Ambiguously Gay: The men themselves. It's clear they're in love with each other, but debate rages over whether it's a Single-Target Sexuality or if they were simply too closeted to ever be with other men. The fact that Jack solicits a male prostitute down in Mexico leads many to believe he's gay, whereas Ennis' sexuality is much more ambiguous.
From the short story: "Ennis pulled Jack's hand to his mouth, took a hit from the cigarette, exhaled. "Sure as hell seem in one piece to me. You know, I was sittin up here all that time tryin to figure out if I was-? I know I ain't. I mean here we both got wives and kids, right? I like doin' it with women, yeah, but Jesus H., ain't nothin' like this. I never had no thoughts a doin it with another guy except I sure wrang it out a hunderd times thinkin about you. You do it with other guys? Jack?"
"Shit no," said Jack, who had been riding more than bulls, not rolling his own.
Bury Your Gays: Jack is killed in what is said to be an accident, but Ennis suspects otherwise. Somewhat justified due to the setting and time period. A key reason Ennis keeps his feelings close to the chest is because as a child he saw what became of a gay man who didn't hide his orientation (and doesn't even discount the possibility his own father helped kill the man); this is why when he is told of the accident that killed Jack, he sees in his mind a similar killing as what really happened.

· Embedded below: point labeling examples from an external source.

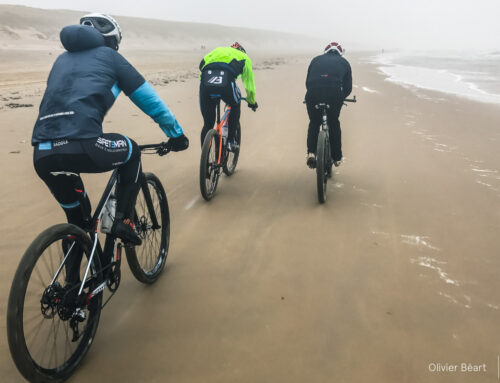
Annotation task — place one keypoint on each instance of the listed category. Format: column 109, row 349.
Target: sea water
column 474, row 76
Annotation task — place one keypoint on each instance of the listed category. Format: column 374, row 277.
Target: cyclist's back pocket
column 215, row 77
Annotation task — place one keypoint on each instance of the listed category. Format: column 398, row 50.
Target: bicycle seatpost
column 218, row 111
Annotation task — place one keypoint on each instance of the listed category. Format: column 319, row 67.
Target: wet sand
column 395, row 272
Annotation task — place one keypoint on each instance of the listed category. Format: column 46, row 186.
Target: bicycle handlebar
column 353, row 99
column 161, row 149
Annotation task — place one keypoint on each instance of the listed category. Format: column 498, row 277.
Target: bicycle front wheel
column 209, row 167
column 152, row 222
column 232, row 157
column 322, row 163
column 49, row 327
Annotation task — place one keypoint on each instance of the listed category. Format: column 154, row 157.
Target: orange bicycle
column 215, row 154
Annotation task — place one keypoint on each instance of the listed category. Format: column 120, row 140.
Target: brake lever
column 163, row 149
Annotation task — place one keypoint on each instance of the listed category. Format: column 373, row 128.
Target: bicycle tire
column 21, row 347
column 208, row 165
column 321, row 165
column 147, row 261
column 232, row 157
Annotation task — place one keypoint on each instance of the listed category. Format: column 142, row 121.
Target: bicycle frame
column 220, row 124
column 92, row 225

The Beard: Both boys have them. But whereas Lureen dispassionately manages Jack's accounts and is semi-aware of his habits, Ennis neglects and resents the women in his life.
Good Parents: Jack's Mother, as far as we can tell. When Ennis shows up after Jack's death, they seem pretty clear on what his relationship was with their son, while Jack's father makes it clear he viewed his son as a failure, Jack's mother is clearly devastated at her son's death and welcomes Ennis. She asks him to come back someday and visit and lets him take Jack's shirt - even placing it in a bag for him.
Love Triangle: Ennis is loved by both Jack and Alma. (It's unclear when Jack's wife Lureen found out about the relationship he has with Ennis, and it isn't as important to the plot.)
Married to the Job: The men have an argument (on what turns out to be their last trip) because Ennis cannot make the trips as frequently due to his job. While before he was willing to quit jobs to take the trips, now (after the divorce and needing to pay child support) he needs the money too badly to quit. This inspires Jack to name-drop the trope.
No Bisexuals: Some people are annoyed that this is referred to as the gay cowboy movie and Jack and Ennis are commonly called gay, when in fact they are actually bisexual, and bisexual activists have used this movie as an example of 'bisexual erasure.' This may well be accidental, however, considering most of the people who refer to the film as "the gay cowboy movie" haven't actually watched it.
Reunion Kiss: After seeing each other for the first time in four years, they try to stick to a simple Man Hug - and then Ennis proceeds to slam Jack up against the wall and kiss him like he'd die the second he stopped. It's just a little heartwarming... *sniff*
Scenery Porn: Mostly in the first third, chronicling the summer on Brokeback, but shows up from time to time in the remainder (especially their trips together).
This is even lampshaded on several occasions, even in instances which probably make this trope very plot relevant.
Some critics have stated that the mountain is the best character in the film.
Sliding Scale of Idealism Versus Cynicism: With regards to their relationship, Jack is closer to the idealistic side, believing that he and Ennis could have a happy life together as a couple. Ennis is more cynical, due in part to his greater awareness of societal prejudice.